Christian Sesma’s “Lost Time” is a dark, nightmarish sci-fi that stars Rochelle Vallese, Luke Goss, Robert Davi, Derek Mears. Maria Olsen, Jenni Blong, and Chelsea Ricketts. The story blends sci-fi, psychology of fear, and concepts of the supernatural in an emotional tale that centers on two sisters, bonded for life, suddenly separated during trying times by an unexplained event that leaves one sister missing. There is a lost more to the plot that really gives Sesma’s story depth but I don’t want to spoil it.
This is a story that evolves as more of the plot is revealed. As a woman deals with fighting cancer her sister disappears during what is perceived as an alien abduction. Sesma obviously has explored the broader concept of aliens and their “possible” true origins. Blending the spiritual with an emotional trauma, and the awareness of a more sinister construct of our universe, “Lost Time” delves deep into the psychological nightmare and fear that surrounds the mysterious phenomenon of lost time/abduction experience. There is times when some noir permeates the film and reminds me of “Dark City” (not so much in style but attitude).
For me personally, I found the film pulsating with real human emotion, human tragedy, and fear of lost control over one’s destiny. Not only on a science fiction level but a level that is very much grounded in mortality, and confusion. The characters, although at first glance seem two dimensional, are standard paradigms emoting despair and desire for self-preservation. “Lost Time” is a complex story that at times feels a bit too tragic and macabre, but also generates such intense, surreal elements of horror. And don’t get me started on the fact that the story touches on the concepts of inter-dimensional, multiverse concepts. Comparisons between man’s mythology of creation and that of extraterrestrial interference.
The special effects and cinematography in “Lost Time” is stellar, with some truly chilling moments. It is a blend of CGI and practical, both done top perfectly and present the necessary spectacle you need to create the moment. I didn’t find any of them to be cheap or cheesy. The sound effects and instrumental music is pretty “cookie cutter”, it is all sounds we have heard many times over, but they do play well with the scenes, and really drive in the sense of dread that “Lost Time” goes for atmospherically.
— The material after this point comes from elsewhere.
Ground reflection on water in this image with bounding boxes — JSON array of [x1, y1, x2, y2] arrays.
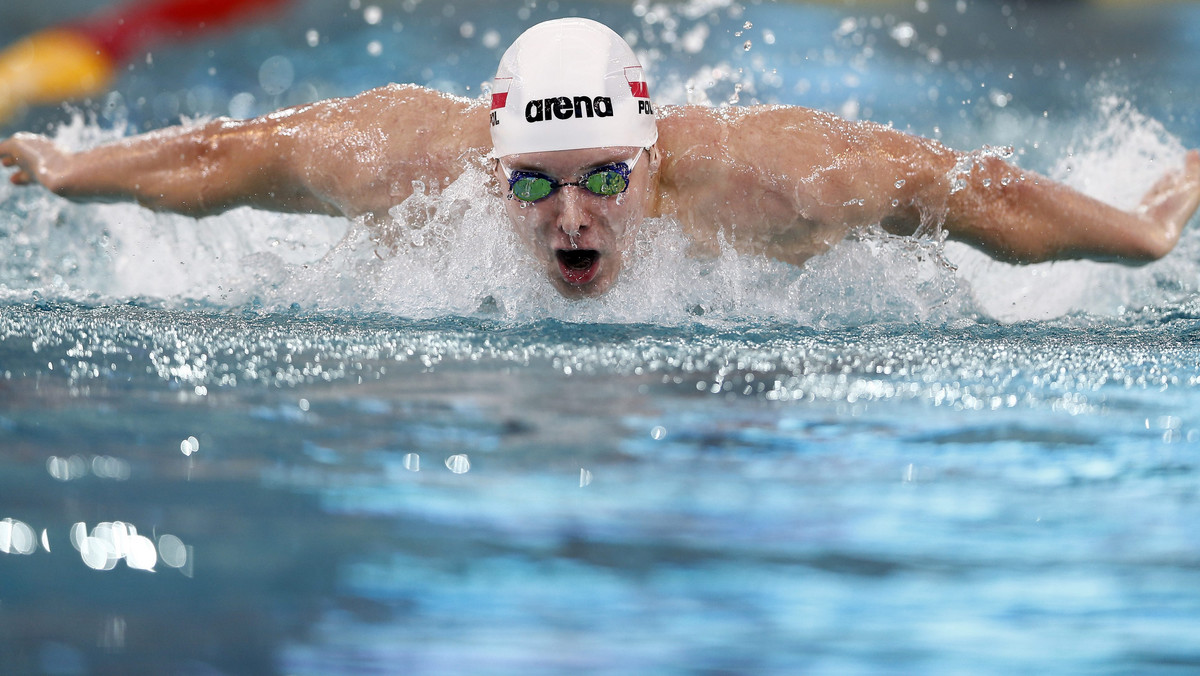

Overall I enjoyed “Lost Time”. The story does get a bit heady at times, and may seem confusing as to the true nature of this chilling tale so be aware. Some moments do loose momentum as far as thrills and intensity, but those moments don’t last long. Most of the story stays dark and edgy. This is a more mature, stripped down sci-fi that uses a more toned down amount of CGI and effects to create those elements of fear, or science fiction. I enjoyed the fact that “Lost Time” starts as one kind of alien-esque story but then evolves into something different and far more sinister. The ending is a bit confusing and seems to reach for that final conclusion, but it is creative.